2021 Neighborhood Survey
Sally updated the TNA neighborhood survey with new questions related to re-evaluating the strategic plan developed a few years ago. Sally asked for feedback on the survey questions. Heather asked how the survey would be run; Sally said it will be online and awareness spread via normal marketing channels like newsletter, postcards, social media, etc. Sally asked about prizes as an incentive for filling out the survey; Dirk suggested “$20 to a business of your choice in Tangletown” and the board agreed with that. Sally will figure out the details, and write the final survey by the end of December.
Spaces: the committee is searching for a vendor to produce water tower signage that conforms to City requirements that the committee recently learned about.
Engagement: the committee completed a very successful winter coat drive, collecting 133 bags (931 lbs) of coats. They received great feedback from the organizations to which the coats were delivered. Sally also said she delivered all welcome bags to residents who moved to Tangletown in 2020.
Environmental: the True Cost virtual movie screening and panel had 35 attendees. An upcoming event on Saturday Nov 21 will focus on respectful, mindful donations. Energy efficiency rebates are still being promoted, and the committee is looking for testimonials.

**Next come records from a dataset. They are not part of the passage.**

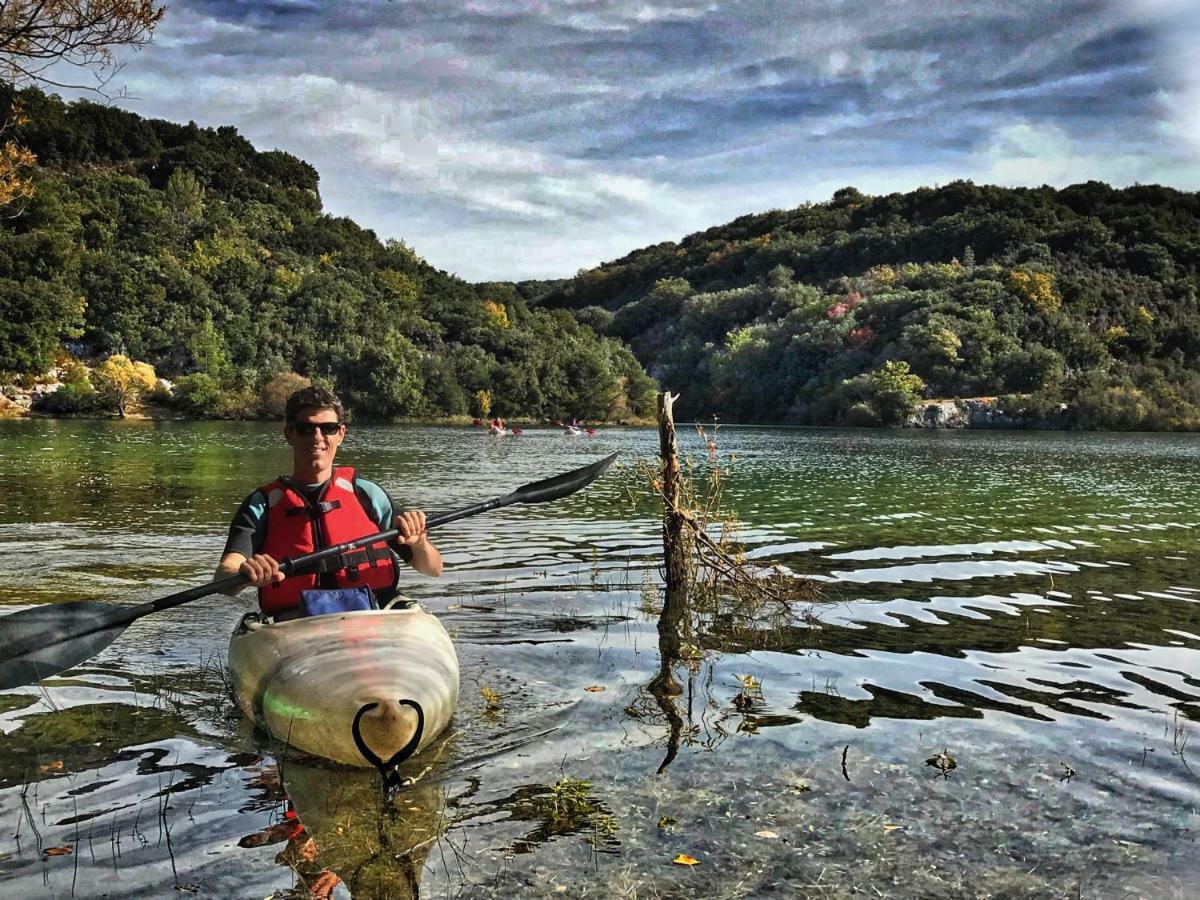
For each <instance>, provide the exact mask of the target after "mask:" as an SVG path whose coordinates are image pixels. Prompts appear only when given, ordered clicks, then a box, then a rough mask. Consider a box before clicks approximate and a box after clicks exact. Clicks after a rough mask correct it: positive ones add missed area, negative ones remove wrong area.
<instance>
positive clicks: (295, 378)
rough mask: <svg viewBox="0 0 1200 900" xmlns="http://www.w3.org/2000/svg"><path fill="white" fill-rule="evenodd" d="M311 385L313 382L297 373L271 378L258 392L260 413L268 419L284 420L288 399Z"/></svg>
mask: <svg viewBox="0 0 1200 900" xmlns="http://www.w3.org/2000/svg"><path fill="white" fill-rule="evenodd" d="M310 384H312V382H310V380H308V379H307V378H305V377H304V376H302V374H296V373H295V372H280V373H278V374H276V376H271V377H270V378H269V379H266V382H265V383H264V384H263V386H262V389H260V390H259V392H258V406H259V413H262V415H264V416H266V418H268V419H282V418H283V407H284V404H287V402H288V397H290V396H292V395H293V394H295V392H296V391H298V390H300V389H301V388H307V386H308V385H310Z"/></svg>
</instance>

Equity: the Mapping Prejudice was postponed until early December. The committee met with Councilmember Jeremy Schroeder about the East Philips land-use project at the Roof Depot site. They also discussed whether to request recognition as a standing committee. Pat asked for approval for $300 for an honorarium for authors of two upcoming book discussions. Sally said she thought the funds could be pulled from NRP funds and/or donations.
Pat made a motion that the board approve up to $300 for author honorariums. Brenda seconded. Voice vote, all in favor, motion approved.
Executive Director Update
December Meeting: the December meeting has usually been canceled in favor of a non-business board gathering. A board member suggested a baking/food/beverage exchange. Dirk suggested a shorter “casual” virtual board meeting or a food-shelf donation drop-off, but asked Sally to send a poll to board members.
Final reimbursement request: Sally usually waits until December to submit the final reimbursement, plus with the final $9,000 grant funds, our January bank balance should be settled and healthy.